Não vivemos no caminho da servidão, mas sim, na servidão do caminho...
Por Almir Cezar Filho
Em O Caminho da Servidão, Friedrich Hayek acusava o socialismo, o intervencionismo econômico, o Estado de bem-estar social e o planejamento estatal de conduzirem a uma "servidão": a perda das liberdades civis e a ascensão de regimes totalitários. Para Hayek, e para seus pares como Von Mises e Milton Friedman, qualquer tentativa de submeter a dinâmica do mercado à ação coletiva racional implicaria inevitavelmente na erosão da liberdade individual.
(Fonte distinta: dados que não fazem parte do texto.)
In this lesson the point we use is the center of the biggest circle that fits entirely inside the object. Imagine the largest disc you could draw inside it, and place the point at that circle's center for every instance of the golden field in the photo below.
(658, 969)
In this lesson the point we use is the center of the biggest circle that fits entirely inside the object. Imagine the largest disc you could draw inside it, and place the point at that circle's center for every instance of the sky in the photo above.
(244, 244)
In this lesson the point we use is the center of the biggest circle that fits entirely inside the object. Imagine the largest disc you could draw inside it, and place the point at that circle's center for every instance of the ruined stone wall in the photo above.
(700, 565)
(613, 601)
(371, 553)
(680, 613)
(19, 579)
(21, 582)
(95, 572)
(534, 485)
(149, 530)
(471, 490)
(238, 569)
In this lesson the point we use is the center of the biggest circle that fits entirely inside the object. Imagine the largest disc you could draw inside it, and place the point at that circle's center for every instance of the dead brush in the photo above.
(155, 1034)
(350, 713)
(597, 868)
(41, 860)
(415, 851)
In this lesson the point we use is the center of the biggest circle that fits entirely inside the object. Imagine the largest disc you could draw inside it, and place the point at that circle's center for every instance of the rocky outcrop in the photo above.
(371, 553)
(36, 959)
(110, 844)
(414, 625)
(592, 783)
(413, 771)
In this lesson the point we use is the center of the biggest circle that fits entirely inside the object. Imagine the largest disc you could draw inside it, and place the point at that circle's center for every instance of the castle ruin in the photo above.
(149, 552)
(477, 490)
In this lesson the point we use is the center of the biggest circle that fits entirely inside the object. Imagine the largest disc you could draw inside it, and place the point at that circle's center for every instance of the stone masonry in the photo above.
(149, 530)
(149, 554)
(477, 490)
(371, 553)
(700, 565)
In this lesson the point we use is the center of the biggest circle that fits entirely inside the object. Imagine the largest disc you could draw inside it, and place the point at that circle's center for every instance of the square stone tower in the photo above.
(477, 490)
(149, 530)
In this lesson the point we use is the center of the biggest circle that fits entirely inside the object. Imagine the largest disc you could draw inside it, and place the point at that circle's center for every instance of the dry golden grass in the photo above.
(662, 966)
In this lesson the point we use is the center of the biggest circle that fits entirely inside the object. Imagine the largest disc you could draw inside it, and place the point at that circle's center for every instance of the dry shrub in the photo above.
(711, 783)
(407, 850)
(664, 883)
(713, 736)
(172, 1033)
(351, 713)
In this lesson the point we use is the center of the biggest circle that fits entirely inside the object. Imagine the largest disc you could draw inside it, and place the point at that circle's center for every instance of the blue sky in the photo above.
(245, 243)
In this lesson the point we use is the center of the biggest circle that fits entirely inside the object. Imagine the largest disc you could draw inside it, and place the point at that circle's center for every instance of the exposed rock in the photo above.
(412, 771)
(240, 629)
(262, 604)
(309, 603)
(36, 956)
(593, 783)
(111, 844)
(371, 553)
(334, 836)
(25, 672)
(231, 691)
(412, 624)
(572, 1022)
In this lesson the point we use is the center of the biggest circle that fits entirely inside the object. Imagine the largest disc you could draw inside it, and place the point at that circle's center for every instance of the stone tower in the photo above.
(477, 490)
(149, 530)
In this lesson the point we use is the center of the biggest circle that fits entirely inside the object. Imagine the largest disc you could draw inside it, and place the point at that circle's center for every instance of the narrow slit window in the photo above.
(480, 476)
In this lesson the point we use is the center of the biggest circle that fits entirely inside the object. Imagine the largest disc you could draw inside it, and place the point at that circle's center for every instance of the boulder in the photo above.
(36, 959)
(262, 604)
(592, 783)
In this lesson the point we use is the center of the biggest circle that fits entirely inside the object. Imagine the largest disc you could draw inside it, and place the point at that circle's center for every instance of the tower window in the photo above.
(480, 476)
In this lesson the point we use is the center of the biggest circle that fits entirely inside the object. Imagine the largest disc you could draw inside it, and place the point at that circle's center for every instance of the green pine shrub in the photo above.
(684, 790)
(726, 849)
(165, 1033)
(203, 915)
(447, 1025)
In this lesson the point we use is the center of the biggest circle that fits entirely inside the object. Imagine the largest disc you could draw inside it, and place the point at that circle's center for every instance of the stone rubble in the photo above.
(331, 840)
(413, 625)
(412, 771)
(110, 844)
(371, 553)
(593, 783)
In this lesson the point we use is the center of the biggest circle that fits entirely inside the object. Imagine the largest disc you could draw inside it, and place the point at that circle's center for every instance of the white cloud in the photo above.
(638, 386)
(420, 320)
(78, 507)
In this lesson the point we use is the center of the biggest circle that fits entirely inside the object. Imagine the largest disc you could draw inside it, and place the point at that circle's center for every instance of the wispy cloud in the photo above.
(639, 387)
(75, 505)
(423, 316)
No entanto, a realidade que emergiu nas últimas décadas mostra-se um espelho invertido dessa tese. O desmonte dos instrumentos de regulação estatal, a demonização do planejamento, a precarização do Estado social e a expansão desmedida da lógica mercantil não produziram liberdade, mas sim uma nova forma de servidão: a servidão ao capital financeiro, às corporações transnacionais e ao poder punitivo do Estado autoritário.
Sob a hegemonia da ideologia do livre mercado, vivemos a degradação da malha social, a desindustrialização, a explosão das crises financeiras, a inflação das commodities, a concentração de riquezas e a corrosão da esfera pública. O "mercado" — como abstração ideológica que naturaliza relações sociais e apaga conflitos — se tornou dogma inquestionável. Entretanto, esse fundamentalismo mercadológico se traduz, na prática, em anomia, precariedade e despotismo. A promessa de liberdade se converte em serviço informal, vigilância digital, escravidão por dívida e judicialização da política. O que era para ser um antídoto contra o totalitarismo, revelou-se seu fermento.